The next date or period which in connection with my subject it is of interest to fix, however approximately, is that when it is possible to speak of the existence of a reading public. On this point also I take the liberty of quoting one or two paragraphs from Jevons in which the probabilities are clearly presented:

“Reading and writing were certainly taught as early as the year 500 B.C., and half a century later, to be unable to read or write was a thing to be ashamed of. Herodotus speaks of boys’ schools existing in Chios in the time of Histiæus, who lived about 500.”[24]

“Instruction of this kind does not, however, prove the existence of a reading public. Enough education to be able to keep accounts, to read public notices, to correspond with friends or business agents, may have been in the possession of every free Athenian in the period between 500 and 450 B.C., and the want of such education may have caused a man to be sneered at; but this does not prove the habit of reading literature.”

There are, however, various references which indicate that by the year 450 B.C. the habit of reading was beginning to become general, at least in certain circles of society. Jevons quotes a passage from the Tagenistæ of Aristophanes, in which, speaking of a young man gone wrong, the dramatist ascribes his ruin to “a book, to Prodicus or to bad company.”[25] Jevons also finds in fragments of an old comedy such expressions as “an unlettered man,” “a man who does not know his A B C.” A passage in the lyric fragments of the poet Theognis (who lived 583-500) is of interest not merely as an evidence of some public circulation of literature, but as possibly the earliest example of an author’s attempting to control the circulation of his own productions. Theognis says he has hit on a device which will prevent his verses from being appropriated by any one else. He will put his name on them as a seal (or trade-mark) and then “no one will take inferior work for his when the good is to be had, but every one will say ‘These are the verses of Theognis, the Megarian.’” As Jevons says: “This passage certainly implies that Theognis committed his works to writing.” It also appears to imply that there was likely to be sufficient literary prestige attaching to the poetry of Theognis to tempt an unscrupulous person to claim to be its author, while it is at least possible to infer that the plan of Theognis had reference not only to his prestige as an author, but also to certain author’s proceeds from the sales of his works, which proceeds he desired to keep plagiarists from appropriating. Clement does not, however, believe that there is adequate ground for the latter supposition, but contends that if the poet caused copies of his poems to be multiplied and distributed, it was not for the purpose of having them sold, and not even in order that they might be read, but to enable his friends to learn them and to sing them at drinking parties or other social gatherings. In his opinion, the nature of the poetry of Theognis shows that it was not composed for a reading public.
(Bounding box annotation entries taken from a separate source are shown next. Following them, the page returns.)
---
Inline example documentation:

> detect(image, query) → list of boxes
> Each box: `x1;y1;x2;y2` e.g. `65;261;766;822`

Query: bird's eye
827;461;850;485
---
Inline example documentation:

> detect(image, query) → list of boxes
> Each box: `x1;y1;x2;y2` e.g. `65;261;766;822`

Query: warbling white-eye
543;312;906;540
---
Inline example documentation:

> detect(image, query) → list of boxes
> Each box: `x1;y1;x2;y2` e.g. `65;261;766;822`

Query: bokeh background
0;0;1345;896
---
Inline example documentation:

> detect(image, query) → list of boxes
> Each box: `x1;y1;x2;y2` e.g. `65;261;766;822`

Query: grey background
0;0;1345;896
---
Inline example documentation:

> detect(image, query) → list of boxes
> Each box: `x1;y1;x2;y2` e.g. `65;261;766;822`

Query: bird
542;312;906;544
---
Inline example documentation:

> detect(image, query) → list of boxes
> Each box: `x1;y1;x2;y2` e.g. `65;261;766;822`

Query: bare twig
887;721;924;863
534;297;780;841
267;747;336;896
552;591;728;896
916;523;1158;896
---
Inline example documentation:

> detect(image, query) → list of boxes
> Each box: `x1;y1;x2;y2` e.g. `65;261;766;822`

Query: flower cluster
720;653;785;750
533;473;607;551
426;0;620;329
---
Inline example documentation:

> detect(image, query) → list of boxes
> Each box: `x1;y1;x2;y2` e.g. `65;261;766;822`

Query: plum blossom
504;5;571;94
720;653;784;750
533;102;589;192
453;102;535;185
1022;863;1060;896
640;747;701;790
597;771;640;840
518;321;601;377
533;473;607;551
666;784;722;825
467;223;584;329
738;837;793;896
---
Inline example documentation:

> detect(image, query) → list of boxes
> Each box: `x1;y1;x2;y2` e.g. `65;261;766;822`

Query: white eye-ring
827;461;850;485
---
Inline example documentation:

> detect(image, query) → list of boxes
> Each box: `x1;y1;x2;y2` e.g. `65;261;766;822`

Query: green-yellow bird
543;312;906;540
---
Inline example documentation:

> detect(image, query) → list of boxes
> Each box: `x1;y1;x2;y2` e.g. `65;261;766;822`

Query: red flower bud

Giving the fullest possible weight to the evidences for the early development of the knowledge of reading and writing, and the possible facilities for the multiplication and distribution of books in manuscript, it is certain that Greek literature between the ninth and the sixth centuries B.C. cannot have been prepared for a reading public. The epics which have come down to posterity from that period must have been transmitted by word of mouth and memory. Mahaffy and Jevons are in accord in pointing out that the effort of memory required for the composition and transmission of long poems without the aid of writing, while implying a power never manifested among people possessing printed books, is not in itself at all incredible. Memory was equal to the task, and the earlier Greek poems, memorized by the authors as composed, were preserved by successive generations of Bards. They were also evidently composed with special reference to the requirements of the reciters whose recitations were in the earlier periods usually given at the banquets of the royal courts or of great houses to which the bards were attached. The practice of reciting before public audiences can hardly have been begun before the year 600 B.C.